Justine* voulait se suicider en avril 2021. Heureusement, elle a changé d’avis quand son bourreau, Koceila Louali, a été finalement arrêté ce mois-là. Des femmes parfois brisées, mais pleines de courage, ont témoigné vendredi pour partager leur vécu sur les crimes odieux de Maître K, qui risque 12 ans de pénitencier.

« C’est un achèvement aujourd’hui. Mais j’ai tellement de conséquences psychologiques et physiques. Je ne suis pas sûre que je vais pouvoir reprendre une vie normale », a confié à la cour Justine. Dans la salle d’audience bondée du palais de justice de Montréal, les larmes coulaient sur toutes les joues. Koceila Louali, lui, était imperturbable à cette détresse.

« Il est dangereux et il trouve des moyens de profiter des femmes à son avantage. Il est misogyne et pour lui, les femmes ne sont pas un égal. On est faites pour être utilisées. J’ai peur pour toutes les femmes qui croiseront son chemin », a partagé Zoé*, une autre victime.

Zoé tenait à prendre la parole pour défendre la place des travailleuses du sexe, trop souvent « déshumanisées » par la société, à son avis. « Je suis blessée du stigmate de la société. On sent qu’on n’a pas accès à la justice », a-t-elle lancé, en louangeant cependant les enquêteuses au dossier.

« J’étais devenue une marchandise. Koceila Louali est un excellent manipulateur », a témoigné Lucie*, qui a souffert de dépression et d’anxiété.

Le proxénète et pédophile Koceila Louali a brisé la vie de nombreuses femmes. C’est d’ailleurs grâce au courage de 21 femmes, qui l’ont dénoncé sur le web, que ce prédateur a cessé de sévir. Il a plaidé coupable, en août dernier, à de nombreux chefs d’accusation.

Pendant des années, Maître K a régné sur un côté sombre de l’industrie du sexe. Son histoire est digne d’un polar ou d’un film hollywoodien. Devenu pratiquement aveugle, il a mis une croix sur sa carrière de recherchiste à Radio-Canada dans les années 2000 pour fonder deux agences de services sexuels.

Sa première agence, le club privé libertin Le Rubicon, était spécialisée dans les « gang-bangs ». Koceila Louali en organisait environ trois par semaine.
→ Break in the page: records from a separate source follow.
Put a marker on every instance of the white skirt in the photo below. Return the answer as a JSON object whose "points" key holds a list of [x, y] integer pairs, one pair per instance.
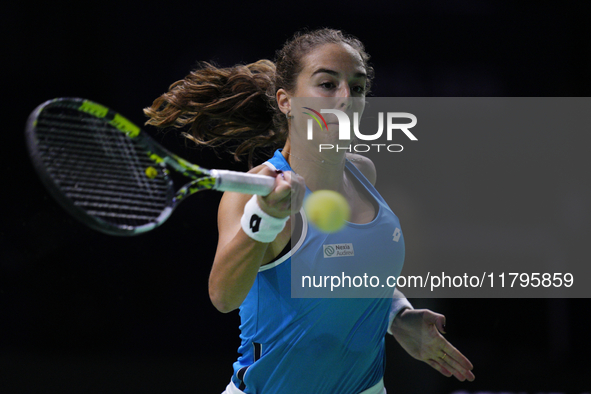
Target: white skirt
{"points": [[376, 389]]}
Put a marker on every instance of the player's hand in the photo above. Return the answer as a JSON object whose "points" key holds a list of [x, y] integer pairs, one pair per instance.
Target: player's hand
{"points": [[419, 331], [287, 195]]}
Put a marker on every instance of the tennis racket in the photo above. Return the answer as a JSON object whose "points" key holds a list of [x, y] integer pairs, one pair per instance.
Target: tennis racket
{"points": [[112, 176]]}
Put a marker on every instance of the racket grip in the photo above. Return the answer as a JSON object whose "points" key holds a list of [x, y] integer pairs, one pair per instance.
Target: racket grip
{"points": [[240, 182]]}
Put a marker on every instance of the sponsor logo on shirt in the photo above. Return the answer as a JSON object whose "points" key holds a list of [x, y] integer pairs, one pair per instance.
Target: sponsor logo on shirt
{"points": [[338, 250]]}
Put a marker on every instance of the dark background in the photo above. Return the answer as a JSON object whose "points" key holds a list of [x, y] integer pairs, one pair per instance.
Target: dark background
{"points": [[81, 312]]}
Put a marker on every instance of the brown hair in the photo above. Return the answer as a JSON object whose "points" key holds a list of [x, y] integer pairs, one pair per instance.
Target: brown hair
{"points": [[238, 103]]}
Certaines grandes orgies « romaines » accueillaient jusqu’à 150 hommes. Une poignée de femmes étaient jetées à la pâture. Souvent, elles ignoraient l’ampleur de l’évènement.

Sa seconde agence, Carte Blanche, se spécialisait dans les « fantasmes sur mesure », menant à des pratiques sexuelles extrêmes, dont certaines que très peu de travailleuses du sexe acceptent de faire. On a appris à l’enquête sur la mise en liberté que Louali soumettait des femmes à des pratiques sexuelles extrêmement dégradantes.

Koceila Louali est allé plus loin dans sa perversion : il a commis des gestes sexuels envers une fillette de 7 ans, livrée par sa mère – qui a été condamnée à six ans de prison. Dans une relation consentante de domination, Koceila Louali traitait la mère comme une esclave, le tout devant l’enfant.

Les avocats ont présenté une suggestion commune de 12 ans de pénitencier. Toutefois, les parties débattent toujours sur la question du temps écoulé en détention préventive. Une audience est prévue fin décembre à ce sujet.

MDelphine Mauger représente le ministère public, alors que MGiuseppe Battista et MLaurence Juillet défendent l’accusé.